The recent budget talks between Republicans and Democrats in Washington over the budget and raising the debt ceiling limit didn't help investor confidence at all. A more important fact is the economy started to slow down as business and individuals stayed on the sidelines when it came to spending and investing. As a result the economy looks more and more like it contacted in the 3rd quarter of 2011.

All this bad news and the Feds decision to do the twist, force shorter term bond yields higher and longer term bond yields lower as forced CD rates, savings account rates and mortgage rates lower. If you're searching for deposit rates you probably have seen lower bank CD rates and bank savings account rates. If you have been searching for mortgage rates I'm sure you have seen today's mortgage rates on 30 year conforming loans hit an all time low this past week.

Don't expect interest rates to increase anytime soon. The economy continues to grow a very slow pace, to slow in fact to bring the unemployment rate down. A higher unemployment rate will keep wage pressures down which will keep inflation down. Low inflation will mean low interest rates on certificates of deposits, savings accounts and mortgage loans.

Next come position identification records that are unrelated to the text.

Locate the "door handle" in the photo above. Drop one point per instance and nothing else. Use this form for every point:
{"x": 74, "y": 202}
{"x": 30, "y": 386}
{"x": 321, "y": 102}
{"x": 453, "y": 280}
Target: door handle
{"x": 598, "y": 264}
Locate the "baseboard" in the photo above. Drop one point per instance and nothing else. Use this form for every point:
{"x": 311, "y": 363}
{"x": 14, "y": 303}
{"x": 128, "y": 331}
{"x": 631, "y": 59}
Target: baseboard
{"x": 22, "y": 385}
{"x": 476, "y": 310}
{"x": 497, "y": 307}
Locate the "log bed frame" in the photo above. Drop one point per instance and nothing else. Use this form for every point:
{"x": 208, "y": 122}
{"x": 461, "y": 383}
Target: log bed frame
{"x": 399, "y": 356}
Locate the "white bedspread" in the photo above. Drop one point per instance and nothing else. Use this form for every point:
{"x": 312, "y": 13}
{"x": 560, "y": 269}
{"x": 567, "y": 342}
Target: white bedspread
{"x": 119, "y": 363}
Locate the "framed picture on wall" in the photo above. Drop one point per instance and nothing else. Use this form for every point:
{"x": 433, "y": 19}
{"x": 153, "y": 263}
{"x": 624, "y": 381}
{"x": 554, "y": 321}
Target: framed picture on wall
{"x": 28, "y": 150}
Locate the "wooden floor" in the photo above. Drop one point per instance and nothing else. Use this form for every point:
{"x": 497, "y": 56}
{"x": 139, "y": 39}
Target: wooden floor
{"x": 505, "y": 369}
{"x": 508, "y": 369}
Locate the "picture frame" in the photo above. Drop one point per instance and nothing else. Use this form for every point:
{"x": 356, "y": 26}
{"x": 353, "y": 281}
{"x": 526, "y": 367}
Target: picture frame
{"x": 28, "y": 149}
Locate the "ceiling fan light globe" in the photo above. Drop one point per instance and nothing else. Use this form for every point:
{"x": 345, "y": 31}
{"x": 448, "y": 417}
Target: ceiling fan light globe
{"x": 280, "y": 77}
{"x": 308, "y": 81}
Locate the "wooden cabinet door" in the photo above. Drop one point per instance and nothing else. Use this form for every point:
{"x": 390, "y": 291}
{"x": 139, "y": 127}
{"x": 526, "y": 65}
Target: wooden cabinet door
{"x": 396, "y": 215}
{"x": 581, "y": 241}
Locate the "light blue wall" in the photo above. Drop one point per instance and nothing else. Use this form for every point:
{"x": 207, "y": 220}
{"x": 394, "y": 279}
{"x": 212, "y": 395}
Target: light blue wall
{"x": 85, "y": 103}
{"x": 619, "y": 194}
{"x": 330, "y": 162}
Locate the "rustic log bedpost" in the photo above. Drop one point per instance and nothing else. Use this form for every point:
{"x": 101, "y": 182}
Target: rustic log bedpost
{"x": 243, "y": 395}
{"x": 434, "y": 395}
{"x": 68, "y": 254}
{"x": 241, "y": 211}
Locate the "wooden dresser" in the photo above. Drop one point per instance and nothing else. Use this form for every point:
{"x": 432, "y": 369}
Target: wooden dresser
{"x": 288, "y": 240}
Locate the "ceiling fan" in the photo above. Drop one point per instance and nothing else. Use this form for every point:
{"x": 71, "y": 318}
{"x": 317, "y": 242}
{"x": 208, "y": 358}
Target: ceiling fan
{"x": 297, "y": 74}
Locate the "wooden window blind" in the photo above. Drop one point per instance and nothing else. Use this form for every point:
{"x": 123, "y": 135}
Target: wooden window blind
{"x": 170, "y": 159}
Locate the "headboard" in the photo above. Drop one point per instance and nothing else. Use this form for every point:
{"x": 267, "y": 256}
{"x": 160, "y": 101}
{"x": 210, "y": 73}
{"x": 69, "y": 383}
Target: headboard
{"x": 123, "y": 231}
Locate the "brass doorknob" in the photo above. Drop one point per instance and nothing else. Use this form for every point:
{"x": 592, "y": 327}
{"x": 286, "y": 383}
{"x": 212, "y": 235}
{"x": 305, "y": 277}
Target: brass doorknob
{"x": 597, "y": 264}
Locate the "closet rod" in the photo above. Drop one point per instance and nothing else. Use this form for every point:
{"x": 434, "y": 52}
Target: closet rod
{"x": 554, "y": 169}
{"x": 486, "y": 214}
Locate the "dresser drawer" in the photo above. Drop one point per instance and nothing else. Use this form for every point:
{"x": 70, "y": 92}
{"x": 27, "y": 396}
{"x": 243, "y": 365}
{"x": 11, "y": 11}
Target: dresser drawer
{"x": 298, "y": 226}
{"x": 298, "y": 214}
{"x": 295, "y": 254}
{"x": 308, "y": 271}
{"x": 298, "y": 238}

If you're new to certificate of deposit (CD) investing you might be wondering what a CD is. Investing in a CD is one of the safest investments an individual or business can make. What determines most CD interest rates are what prevailing interest rates are doing at the time. Most CDs have a fixed CD rate but some CDs have variable rates and some are tied to indexes.

A typical CD account is like a savings account, you're principal is 100% safe and guaranteed by the government (FDIC) as long as you keep your CD deposit amount under $250,000. Now that you have a good general understanding of what CDs are, how they fuction and what are obligations are when investing in a CD you should now go out and try to find the best CD rates available. 

When you search for the highest CD rates you should also make sure to compare the same maturity dates. For example, compare a 1 year CD rate with another 1 year CD rate. Check to make sure if the CD is non-callable or callable, which basically means the bank and force you to cash in the CD before the maturity date.

A bank might call a CD if interest rates tumble in a short period of time. If you invest in a variable interest rate CD account, then your CD rate will be affected by lower interest rates as well but you would benefit when CD rates move higher as well.

Since interest rates are near record lows and the economy is less than rosy what should you do? I would stick to investing in shorter term CD accounts at fixed rates. Investing in a savings account subjects you to a change in interest rates at anytime. At least with a CD you know how much the interest rate is and how much money you are going to earn on your investment.